Driving to the first of two yoga teaching gigs yesterday, I listened to a report on NPR that Paris was all but shut down by unions striking against the proposed rise of retirement age from — get this — 60 to 62.   Flights were disrupted and even the Eiffel Tower was closed to tourists.  A few weeks ago, when the movement (if one can call it that) for status quo was just heating up, I heard a couple who had just turned 60, offer an argument you won’t hear on this side of the Atlantic so much these days, that they some how deserve to retire.  They felt they had paid into the pension funds and were fortunate that their pensions would not be threatened by the new law, if indeed it is passed.  In the background, one could hear the voices of their grandchildren for whom they offer care one afternoon a week because they enjoy it.
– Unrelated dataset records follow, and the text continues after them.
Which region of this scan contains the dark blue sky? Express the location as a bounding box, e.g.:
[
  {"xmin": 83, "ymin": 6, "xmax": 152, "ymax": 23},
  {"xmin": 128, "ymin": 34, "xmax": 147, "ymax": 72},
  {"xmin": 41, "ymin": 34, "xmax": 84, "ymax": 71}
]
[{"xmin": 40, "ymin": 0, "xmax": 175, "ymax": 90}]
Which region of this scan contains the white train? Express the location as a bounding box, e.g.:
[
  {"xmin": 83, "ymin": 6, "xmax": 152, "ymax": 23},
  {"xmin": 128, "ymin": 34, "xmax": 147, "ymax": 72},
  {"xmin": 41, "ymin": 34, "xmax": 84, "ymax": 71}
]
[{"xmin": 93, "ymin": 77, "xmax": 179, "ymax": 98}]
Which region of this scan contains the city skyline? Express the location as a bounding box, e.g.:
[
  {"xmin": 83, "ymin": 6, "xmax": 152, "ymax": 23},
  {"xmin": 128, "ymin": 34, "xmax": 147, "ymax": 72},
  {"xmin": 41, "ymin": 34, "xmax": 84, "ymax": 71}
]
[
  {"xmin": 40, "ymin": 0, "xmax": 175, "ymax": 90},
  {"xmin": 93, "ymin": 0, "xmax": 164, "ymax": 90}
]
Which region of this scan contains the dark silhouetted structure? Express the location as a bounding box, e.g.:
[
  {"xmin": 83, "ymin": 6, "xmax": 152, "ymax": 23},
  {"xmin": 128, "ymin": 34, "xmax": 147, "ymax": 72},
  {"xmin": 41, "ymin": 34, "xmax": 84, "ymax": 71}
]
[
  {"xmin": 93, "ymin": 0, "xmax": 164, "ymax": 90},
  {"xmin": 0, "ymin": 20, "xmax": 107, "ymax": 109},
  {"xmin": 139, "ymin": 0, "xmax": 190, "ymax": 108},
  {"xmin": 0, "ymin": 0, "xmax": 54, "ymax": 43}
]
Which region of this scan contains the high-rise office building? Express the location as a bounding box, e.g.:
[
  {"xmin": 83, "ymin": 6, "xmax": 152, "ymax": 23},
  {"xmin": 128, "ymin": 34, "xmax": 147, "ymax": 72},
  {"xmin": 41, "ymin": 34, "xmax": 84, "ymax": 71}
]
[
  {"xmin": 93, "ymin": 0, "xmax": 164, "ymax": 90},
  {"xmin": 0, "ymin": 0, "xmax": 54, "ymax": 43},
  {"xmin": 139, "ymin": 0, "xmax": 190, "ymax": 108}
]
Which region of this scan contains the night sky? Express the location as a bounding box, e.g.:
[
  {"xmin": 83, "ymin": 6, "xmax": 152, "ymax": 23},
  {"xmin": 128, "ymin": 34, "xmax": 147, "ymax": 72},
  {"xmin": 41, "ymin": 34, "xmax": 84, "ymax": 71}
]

Contrast this to the desire of most Americans — I’m one of them –to continue to work and not only out of financial necessity, although that is certainly a factor given the sorry rate of saving and investments of many older adults.  The new MetLife Mature Market Institute Study finds “startling” the news that many Early Boomers plan to remain in the labor market.  But if you’ve been following this blog for any length of time, you know that we believe that money is not the only driver for the choice to continue to work.  We happen to think we will remain healthier for it — that alone is a good way to give back.  And unlike our French cohorts, we take a certain pride in continuing to contribute actively to society and to the well-being of future generations, including our own grandchildren, if we have them.   I admire many things about French culture — the food, the art, the joie de vivre, and the fact that the welfare of children is a national priority.  How they will reconcile childcare costs with an aging population that wants to be supported for 25 or more years is the question.  Send in the grownups.

Generational Warfare

2 thoughts on “The Striking French

  1. smontg01

    I beg to differ that working longer keeps Americans healthier. Healthier than who? The French actually have a longer overall life expectancy than Americans. According to the UN, lifespan for the French is 80.7 years, compared to 78.2 years for Americans.

    We Americans are a workaholic nation whose social and family structures are not as cohesive as the French. We define ourselves by what we do. Almost the first question we ask someone new is “What do you do?” Not to work means to be seen (and see oneself) in some ways a non-entity, a non-contributor to society. No wonder Americans keep working past retirement age.

    In France, no one asks you on first acquaintance “What do you do?” and if you go to a party, people do not discuss work. There is more to life than work! In my opinion, it’s we Americans who have got it wrong.

    The French government may need to raise the retirement age for economic reasons, but that is a different matter.